Q&A With Author Jennifer Hyndman

Jennifer Hyndman, author of the new book Dual Disasters provides insight on the 2004 tsunami and what it means for humanitarian response going forward. To see a video companion to the book, click here (password: Lhokse).

Explain the meaning of your book title: “Dual Disasters”

The concept describes a situation where a humanitarian crisis with human-made political roots overlaps with a humanitarian crisis induced by environmental disaster.

You conducted many interviews with aid workers, activists and government officials in researching this book. What was the most surprising thing you learned from these encounters?

People worldwide will respond generously to help the blameless survivors of a tsunami, but are much less interested in helping those dispossessed by war. This differential response creates disparate landscapes of humanitarian aid.

What are some ways that social and political realities shape disaster response?

Prejudice, discrimination, and exclusion do not disappear during a crisis. In fact, they are often exacerbated. International aid can fuel flames of nationalism and mistrust if not carefully calibrated to a context of conflict.

How was the response and recovery different in Sri Lanka and Aceh, Indonesia? How were they similar?

The Indonesian response was more state-centric and slower, with sovereignty and recovery tightly interwoven. In Sri Lanka, aid was a tool for reconstruction but also became a medium of political negotiations among oppositional factions in an unresolved conflict. As such it was politicized more than in Aceh.

Why did the 2004 tsunami attract more aid and attention than the 2005 earthquake in Pakistan? What factors determine the level of response in disasters?

People across world regions could witness the dramatic disaster of the tsunami, even envision themselves as part of such a tragedy given the heavily touristed areas hit. The earthquake in Pakistan in 2005 was in a remote area without the same 'CNN effect'. While Haiti scooped the big aid dollars of 2010, Pakistan and its deadly floods later in the year affected more people but attracted far less money.

In the book, you outline a feminist approach to studying natural disasters. Explain how the 2004 tsunami had gendered impacts.

We know that roughly three women died in the tsunami for every man. In conflicts, men are often more at risk of death than women. Both kinds of disasters destabilize social relations, including gender, and remake society in new ways. For me, a feminist approach to studying disasters is one that engages actors and survivors on the ground, and analyzes a range of power relations that include gender but also ethnicity/race, caste, region, and other kinds of politicized status.

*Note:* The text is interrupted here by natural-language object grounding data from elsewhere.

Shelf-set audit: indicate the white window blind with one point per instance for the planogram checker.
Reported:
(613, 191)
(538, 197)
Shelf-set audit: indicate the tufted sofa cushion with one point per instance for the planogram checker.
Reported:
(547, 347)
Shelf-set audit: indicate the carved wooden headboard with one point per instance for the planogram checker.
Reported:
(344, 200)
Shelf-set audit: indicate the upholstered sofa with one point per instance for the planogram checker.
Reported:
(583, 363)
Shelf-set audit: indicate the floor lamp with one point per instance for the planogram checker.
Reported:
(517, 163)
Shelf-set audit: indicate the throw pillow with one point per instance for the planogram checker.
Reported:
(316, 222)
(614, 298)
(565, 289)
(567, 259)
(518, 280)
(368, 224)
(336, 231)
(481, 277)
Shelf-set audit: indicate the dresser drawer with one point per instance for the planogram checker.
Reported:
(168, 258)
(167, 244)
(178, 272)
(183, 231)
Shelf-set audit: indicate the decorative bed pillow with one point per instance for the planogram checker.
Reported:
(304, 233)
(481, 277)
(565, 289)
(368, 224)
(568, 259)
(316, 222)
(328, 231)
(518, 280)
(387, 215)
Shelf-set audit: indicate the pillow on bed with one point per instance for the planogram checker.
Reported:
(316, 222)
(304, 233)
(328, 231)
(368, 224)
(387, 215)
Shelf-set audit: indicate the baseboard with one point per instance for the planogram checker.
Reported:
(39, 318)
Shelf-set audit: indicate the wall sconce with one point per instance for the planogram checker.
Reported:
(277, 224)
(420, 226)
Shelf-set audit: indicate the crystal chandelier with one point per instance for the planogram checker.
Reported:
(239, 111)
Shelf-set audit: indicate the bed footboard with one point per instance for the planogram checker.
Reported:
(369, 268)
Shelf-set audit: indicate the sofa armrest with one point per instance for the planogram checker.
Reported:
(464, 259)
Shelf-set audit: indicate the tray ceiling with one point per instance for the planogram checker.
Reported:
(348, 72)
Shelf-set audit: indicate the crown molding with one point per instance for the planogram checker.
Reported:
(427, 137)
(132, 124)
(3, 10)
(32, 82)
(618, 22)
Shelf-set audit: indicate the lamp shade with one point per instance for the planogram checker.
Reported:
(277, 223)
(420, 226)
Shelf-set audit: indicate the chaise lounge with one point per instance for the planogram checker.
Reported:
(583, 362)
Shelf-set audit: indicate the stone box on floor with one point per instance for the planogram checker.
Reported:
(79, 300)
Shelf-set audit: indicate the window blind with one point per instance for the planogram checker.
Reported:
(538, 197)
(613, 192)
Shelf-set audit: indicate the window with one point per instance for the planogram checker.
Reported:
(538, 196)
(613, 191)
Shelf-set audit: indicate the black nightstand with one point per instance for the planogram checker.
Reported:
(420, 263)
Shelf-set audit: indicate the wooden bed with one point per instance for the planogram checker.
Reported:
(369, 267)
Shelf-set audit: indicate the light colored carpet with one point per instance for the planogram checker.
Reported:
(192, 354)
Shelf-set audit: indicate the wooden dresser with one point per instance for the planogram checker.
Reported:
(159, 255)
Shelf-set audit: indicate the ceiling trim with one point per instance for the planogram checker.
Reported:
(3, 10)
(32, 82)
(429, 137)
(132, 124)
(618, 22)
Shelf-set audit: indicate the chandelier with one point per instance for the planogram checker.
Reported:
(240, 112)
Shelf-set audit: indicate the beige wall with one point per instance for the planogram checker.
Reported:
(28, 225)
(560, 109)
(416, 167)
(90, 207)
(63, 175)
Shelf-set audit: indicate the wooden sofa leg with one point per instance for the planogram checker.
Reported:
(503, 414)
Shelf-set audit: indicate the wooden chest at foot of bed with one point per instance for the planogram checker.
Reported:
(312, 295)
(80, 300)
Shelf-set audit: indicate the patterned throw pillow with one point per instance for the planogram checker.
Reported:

Why do you think international aid given after the Haiti earthquake disaster has generated so little meaningful progress?

The lethargy of recovery in Haiti has everything to do with the dual disasters thesis. With a poorly functioning state and weak institutions to implement and monitor humanitarian aid, capacity to respond to the earthquake was far lower than it was in Chile months later where both physical and social infrastructures were in place.

What’s the best lesson we can take away from the 2004 tsunami response when addressing future natural disasters?

Many humanitarian crises to come will be dual disasters or even multiple ones. All humanitarian needs should be addressed, regardless of whether they are related to global warming, ongoing war, tsunami, or earthquake. Inequitable aid distribution after the tsunami in Aceh created disparities and tensions that have the potential to undermine the current peace.


  1. Congratulations Jennifer!!!
    I know you are passionate about humanitarian aid. We should all learn from this. Thank you.
    Pamela Parker

  2. Congratulations, Jennifer -- this looks really fascinating and eye-opening.